Jheronimus Bosch Art Center

El grup de los jugadores en el "Jardin de las Delicias", del Bosco

Mateo 1959
Mateo, Isabel
Genre: Nonfiction, art history
Uitgever: Archivo Español de Arte, tomo XXXII (1959), nr. 127, pp. 253-256
Uitgave datum: 1959

Mateo 1959

 

“El grupo de los jugadores en el ‘Jardin de las Delicias’, del Bosco” (Isabel Mateo) 1959

[in: Archivo Español de Arte, tomo XXXII (1959), nr. 127, pp. 253-256]

[Also mentioned in Gibson 1983: 94 (E123)]

 

Mateo briefly writes a number of things about the group of people visiting inns and brothels (which she calls ‘the group of players’) on the right inner wing of the Garden of Delights. According to her this group not only refers to Avarice associated with gambling, but also to Wrath (see the weapons that are being used by the group). In this context Mateo quotes a relevant passage from Erasmus’ Praise of Folly. She also discusses the hunting ‘rabbit’ (sic: it is a hare, actually) and the woman with a giant die on her head who is holding a pitcher and a candle in her hand: she interprets these details as symbols of Unchastity.

 

Mateo refers to an engraving by Peter Baltens in which a bride is also holding a pitcher and a candle.
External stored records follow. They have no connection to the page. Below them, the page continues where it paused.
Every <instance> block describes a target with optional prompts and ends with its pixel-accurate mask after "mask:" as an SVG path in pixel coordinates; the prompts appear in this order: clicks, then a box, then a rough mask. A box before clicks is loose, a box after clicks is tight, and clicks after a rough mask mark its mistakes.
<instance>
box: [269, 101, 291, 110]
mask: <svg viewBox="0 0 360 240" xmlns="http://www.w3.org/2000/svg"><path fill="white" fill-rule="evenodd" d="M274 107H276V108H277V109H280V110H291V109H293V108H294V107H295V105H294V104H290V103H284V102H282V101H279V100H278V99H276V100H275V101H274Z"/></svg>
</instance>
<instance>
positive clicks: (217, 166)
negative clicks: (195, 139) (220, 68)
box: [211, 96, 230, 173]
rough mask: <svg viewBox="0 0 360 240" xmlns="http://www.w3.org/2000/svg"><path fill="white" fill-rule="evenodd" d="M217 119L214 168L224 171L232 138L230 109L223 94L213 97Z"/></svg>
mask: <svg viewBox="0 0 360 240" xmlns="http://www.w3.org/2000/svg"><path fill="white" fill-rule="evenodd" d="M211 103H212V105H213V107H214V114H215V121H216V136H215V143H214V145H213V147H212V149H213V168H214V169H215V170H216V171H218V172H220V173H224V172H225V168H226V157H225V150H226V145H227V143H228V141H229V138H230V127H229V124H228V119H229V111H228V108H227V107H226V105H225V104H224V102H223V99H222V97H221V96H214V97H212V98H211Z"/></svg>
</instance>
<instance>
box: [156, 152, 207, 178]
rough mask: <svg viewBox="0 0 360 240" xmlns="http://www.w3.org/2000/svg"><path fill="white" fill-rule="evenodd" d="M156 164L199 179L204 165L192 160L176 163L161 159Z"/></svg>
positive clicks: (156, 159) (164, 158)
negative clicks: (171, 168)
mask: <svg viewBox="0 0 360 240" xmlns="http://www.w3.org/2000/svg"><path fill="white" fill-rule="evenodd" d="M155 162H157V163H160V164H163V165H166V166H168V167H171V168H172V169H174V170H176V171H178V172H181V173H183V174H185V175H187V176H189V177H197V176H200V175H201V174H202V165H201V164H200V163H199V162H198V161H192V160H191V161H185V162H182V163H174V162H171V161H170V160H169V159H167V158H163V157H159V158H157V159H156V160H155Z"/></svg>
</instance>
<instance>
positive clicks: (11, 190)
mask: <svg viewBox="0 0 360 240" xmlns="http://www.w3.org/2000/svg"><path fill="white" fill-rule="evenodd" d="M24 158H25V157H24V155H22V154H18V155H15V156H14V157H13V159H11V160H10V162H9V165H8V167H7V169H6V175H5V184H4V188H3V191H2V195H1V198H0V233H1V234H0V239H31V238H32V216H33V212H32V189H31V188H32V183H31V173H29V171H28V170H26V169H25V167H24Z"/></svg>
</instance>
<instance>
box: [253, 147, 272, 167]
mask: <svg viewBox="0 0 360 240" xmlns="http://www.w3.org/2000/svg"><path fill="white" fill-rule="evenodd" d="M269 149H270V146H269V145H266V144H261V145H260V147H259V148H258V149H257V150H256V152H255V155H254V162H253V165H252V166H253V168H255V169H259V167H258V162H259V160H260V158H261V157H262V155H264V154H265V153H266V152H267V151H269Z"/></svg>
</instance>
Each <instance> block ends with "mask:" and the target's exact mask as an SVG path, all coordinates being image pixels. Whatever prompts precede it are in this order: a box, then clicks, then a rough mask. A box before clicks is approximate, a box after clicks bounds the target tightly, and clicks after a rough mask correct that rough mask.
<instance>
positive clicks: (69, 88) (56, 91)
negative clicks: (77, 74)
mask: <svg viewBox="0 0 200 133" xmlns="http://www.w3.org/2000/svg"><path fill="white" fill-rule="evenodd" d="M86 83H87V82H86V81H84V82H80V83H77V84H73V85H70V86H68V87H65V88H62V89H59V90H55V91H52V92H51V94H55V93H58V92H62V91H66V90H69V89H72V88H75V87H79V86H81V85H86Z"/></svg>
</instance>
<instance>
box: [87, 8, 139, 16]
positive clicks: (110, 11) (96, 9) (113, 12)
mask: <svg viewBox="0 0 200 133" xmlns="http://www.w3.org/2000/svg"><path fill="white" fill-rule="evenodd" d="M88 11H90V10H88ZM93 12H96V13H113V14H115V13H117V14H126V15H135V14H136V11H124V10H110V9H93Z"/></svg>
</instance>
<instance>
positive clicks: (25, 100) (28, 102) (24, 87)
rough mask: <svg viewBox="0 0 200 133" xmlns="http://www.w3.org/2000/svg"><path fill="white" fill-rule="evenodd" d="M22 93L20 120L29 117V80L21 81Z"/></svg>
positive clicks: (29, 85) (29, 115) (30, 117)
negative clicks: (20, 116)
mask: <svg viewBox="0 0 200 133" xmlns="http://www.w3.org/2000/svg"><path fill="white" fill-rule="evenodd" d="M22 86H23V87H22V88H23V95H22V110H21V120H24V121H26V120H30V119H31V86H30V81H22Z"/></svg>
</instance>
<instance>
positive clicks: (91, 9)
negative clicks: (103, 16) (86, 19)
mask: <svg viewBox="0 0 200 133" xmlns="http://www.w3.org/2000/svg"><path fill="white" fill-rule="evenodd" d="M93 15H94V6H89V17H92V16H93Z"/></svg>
In a book about (French) folklore, written by A. van Gennep, Mateo has read that the jarro (pitcher) has something to do with marriage customs and refers to sexual intercourse. The same goes for the candle. With Baltens and with Bosch the pitcher and the candle thus refer to marriage customs. Mateo interprets the woman with the giant die as the goddess of chance who marries the hunter, the player and the visitor of inns. This would fit in with the group of gamblers, because these are persons who can’t foresee the consequences of their deeds, depending as they are on chance.

 

This interpretation is not very convincing. Peter Baltens did not depict a pitcher and a candle, but a chamber-pot and a candle. Chamber-pot and candle can indeed be associated with what Mateo read in the book about French folklore. For more iconographical examples of a chamber-pot and a candle in a marital context, see De Bruyn/Op de Beek 2003: 108-113 / 128-131. Bosch on the other hand painted a pitcher and a candle and these are attributes of a prostitute. The woman with the giant die can hardly be the goddess of chance (where would Bosch have got the idea?) but she is a prostitute who is being punished in hell. The die on her head may be referring to a Middle Dutch pun: ‘dobbele vrouwe’ (= deceptive woman, ‘dobbelsteen’ meaning die, and ‘dobbel’ also meaning deceptive, false).

 

The detail from the Garden of Delights discussed by Mateo does refer to Unchastity, but apparently not in the way Mateo explains in this article. Obviously this detail also refers to games of chance which often lead to quarelling and fighting, but much more about this can be said than is done by Mateo.